REFLECTION/PROGRESS NOTES
I want to get this down, so I can remember how I arrived at something difficult. I've had so much trouble with these two chapters...but basically, this week was just about doing some hard thinking about how to make them work. (By hard I almost mean hard-headed, unrelenting, not giving myself permission to get distracted or to work on other things until I figured it out.) Part of the problem is I feel so distant from the material, which I mostly wrote in 2019, and which is about 2013. Add to it that general sense of feeling stuck here in the Groundhog Day cycle of the pandemic.
Yet...the chapters need to convey the excitement of being in a new place for the first time and seeing it with new eyes seven years ago. Even if I am feeling stuck right now.
So I used my morning pages practice to really push myself to think about what needs to be there, how to write the scenes. And basically, I realized that I needed to 1) transport myself so I could transport readers, and 2) Give myself the pleasure of being on that first journey again, at a time (pandemic) when it is impossible to have such a journey. I need to recall what it was like to see it with new eyes so I can share that with readers, even as I weave in all that I have learned in the six years since that first trip.
I went back and looked at my notes – again – and re-read old Instagram posts. I looked at emails I'd saved from that day in the oil fields, to verify the time of day, etc. And there it was in a logistical email with directions, my opening: An email where I asked whether I needed to bring closed-toe shoes. That, I realized, was the fish-out-of-water place where I needed to start.
What I like about that example is that I paused to document a success. I wanted to be able to look back at a time when I had to work diligently to figure something out because future me would need a reminder. Now, I look back on it and smile. It taught me a lesson: Sometimes the only thing that works is to keep at it until you break through.

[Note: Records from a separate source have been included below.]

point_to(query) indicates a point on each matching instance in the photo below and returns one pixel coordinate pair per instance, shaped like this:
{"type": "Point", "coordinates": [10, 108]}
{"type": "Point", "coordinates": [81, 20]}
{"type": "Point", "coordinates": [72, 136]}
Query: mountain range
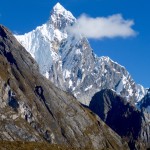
{"type": "Point", "coordinates": [55, 89]}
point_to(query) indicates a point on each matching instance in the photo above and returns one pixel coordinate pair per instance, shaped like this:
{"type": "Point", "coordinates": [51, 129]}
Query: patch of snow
{"type": "Point", "coordinates": [88, 88]}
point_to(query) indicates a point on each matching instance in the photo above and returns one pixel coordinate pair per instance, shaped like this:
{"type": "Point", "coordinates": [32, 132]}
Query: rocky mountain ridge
{"type": "Point", "coordinates": [70, 63]}
{"type": "Point", "coordinates": [124, 118]}
{"type": "Point", "coordinates": [33, 109]}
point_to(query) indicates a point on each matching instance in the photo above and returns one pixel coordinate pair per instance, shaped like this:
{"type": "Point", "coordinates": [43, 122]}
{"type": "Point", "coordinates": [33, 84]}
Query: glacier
{"type": "Point", "coordinates": [70, 63]}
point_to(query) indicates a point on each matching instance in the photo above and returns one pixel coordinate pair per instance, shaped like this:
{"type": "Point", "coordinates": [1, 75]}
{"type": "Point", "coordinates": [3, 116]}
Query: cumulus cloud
{"type": "Point", "coordinates": [103, 27]}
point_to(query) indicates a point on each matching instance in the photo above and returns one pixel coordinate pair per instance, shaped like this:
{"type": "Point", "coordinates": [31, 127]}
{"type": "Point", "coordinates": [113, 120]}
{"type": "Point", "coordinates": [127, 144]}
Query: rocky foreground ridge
{"type": "Point", "coordinates": [33, 109]}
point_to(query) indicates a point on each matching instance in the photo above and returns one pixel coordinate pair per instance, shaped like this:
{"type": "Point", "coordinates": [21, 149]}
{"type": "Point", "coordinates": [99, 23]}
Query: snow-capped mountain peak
{"type": "Point", "coordinates": [69, 61]}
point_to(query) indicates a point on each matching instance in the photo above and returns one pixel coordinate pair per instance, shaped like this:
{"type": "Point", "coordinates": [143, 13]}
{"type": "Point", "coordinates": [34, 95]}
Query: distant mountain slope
{"type": "Point", "coordinates": [69, 62]}
{"type": "Point", "coordinates": [123, 118]}
{"type": "Point", "coordinates": [33, 109]}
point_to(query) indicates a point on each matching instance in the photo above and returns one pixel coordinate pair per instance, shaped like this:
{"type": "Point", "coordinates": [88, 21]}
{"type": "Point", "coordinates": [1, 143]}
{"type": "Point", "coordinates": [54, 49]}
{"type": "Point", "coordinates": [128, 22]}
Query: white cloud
{"type": "Point", "coordinates": [103, 27]}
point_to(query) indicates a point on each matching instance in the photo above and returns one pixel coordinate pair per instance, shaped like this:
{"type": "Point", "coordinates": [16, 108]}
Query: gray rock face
{"type": "Point", "coordinates": [33, 109]}
{"type": "Point", "coordinates": [69, 62]}
{"type": "Point", "coordinates": [123, 118]}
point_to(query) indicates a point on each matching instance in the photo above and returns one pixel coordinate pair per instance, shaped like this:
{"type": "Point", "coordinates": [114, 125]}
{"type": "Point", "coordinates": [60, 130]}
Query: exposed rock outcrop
{"type": "Point", "coordinates": [33, 109]}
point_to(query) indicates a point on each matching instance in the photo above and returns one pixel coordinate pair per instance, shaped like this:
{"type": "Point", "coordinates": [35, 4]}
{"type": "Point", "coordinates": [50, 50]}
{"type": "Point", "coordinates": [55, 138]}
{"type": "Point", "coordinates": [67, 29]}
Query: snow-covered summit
{"type": "Point", "coordinates": [69, 61]}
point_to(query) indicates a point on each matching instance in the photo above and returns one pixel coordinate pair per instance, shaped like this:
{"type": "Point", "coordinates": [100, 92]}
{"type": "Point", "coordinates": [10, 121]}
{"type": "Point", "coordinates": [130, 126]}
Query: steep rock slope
{"type": "Point", "coordinates": [122, 117]}
{"type": "Point", "coordinates": [33, 109]}
{"type": "Point", "coordinates": [69, 62]}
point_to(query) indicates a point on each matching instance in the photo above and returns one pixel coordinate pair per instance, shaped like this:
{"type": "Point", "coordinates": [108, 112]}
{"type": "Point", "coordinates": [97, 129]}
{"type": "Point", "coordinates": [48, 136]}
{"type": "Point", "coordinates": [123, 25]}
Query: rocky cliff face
{"type": "Point", "coordinates": [123, 118]}
{"type": "Point", "coordinates": [69, 62]}
{"type": "Point", "coordinates": [33, 109]}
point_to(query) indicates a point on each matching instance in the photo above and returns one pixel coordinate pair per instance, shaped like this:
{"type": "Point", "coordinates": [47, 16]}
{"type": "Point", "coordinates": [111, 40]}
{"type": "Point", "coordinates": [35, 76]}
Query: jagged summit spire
{"type": "Point", "coordinates": [59, 9]}
{"type": "Point", "coordinates": [58, 6]}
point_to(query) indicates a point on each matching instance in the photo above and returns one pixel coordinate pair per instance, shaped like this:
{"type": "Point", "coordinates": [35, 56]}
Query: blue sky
{"type": "Point", "coordinates": [133, 52]}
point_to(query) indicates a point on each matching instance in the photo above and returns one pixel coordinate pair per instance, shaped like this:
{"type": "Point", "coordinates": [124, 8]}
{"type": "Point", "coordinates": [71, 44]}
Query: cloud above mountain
{"type": "Point", "coordinates": [103, 27]}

Finally, here's a reminder from April 21, 2021. We can make plans and update our Google Doc templates and strive away at our dreams, but some fundamental aspects of our lives and our personalities never really change, do they?
REFLECTION/PROGRESS NOTES
I'm behind on everything right now. Writing back, reaching out, applying for things...you name it, I'm not finished with it.
Sounds like a big, messy and creative life, doesn’t it? Wouldn’t have it any other way!
Your fellow strider,
Erika
THE NEWS
All the links…
Novelist Matt Bell has an even more specific way of tackling his writing goals in 2024. Maybe he should join Strides, hah!
After years holding down a corporate job for health insurance, novelist Eden Robbins found a better way to make ends meet and do her art: She’s a crossing guard a few hours a day during the school year.
Runner and writer Sarah Lavender Smith on realizing her 2024 goals would need to dig deeper. “I actually feel close to “whole,” meaning satisfied and loved…In the face of politics, wartime conflict, and environmental change that make me feel hopeless and powerless, I want to do what I can to spread love and support others.”
I'm excited to be a part of Strides, and thank you for linking to my newsletter!
I signed up for Strides. Can't decide if I should use it to help me keep myself on-point with applying for grants for the small nonprofit I run (the Sunnyside Shower Project) or if I want to (gulp) start working on a book proposal, which I keep saying I want to do again but am afraid to do. ;-) Either way, thanks for launching this.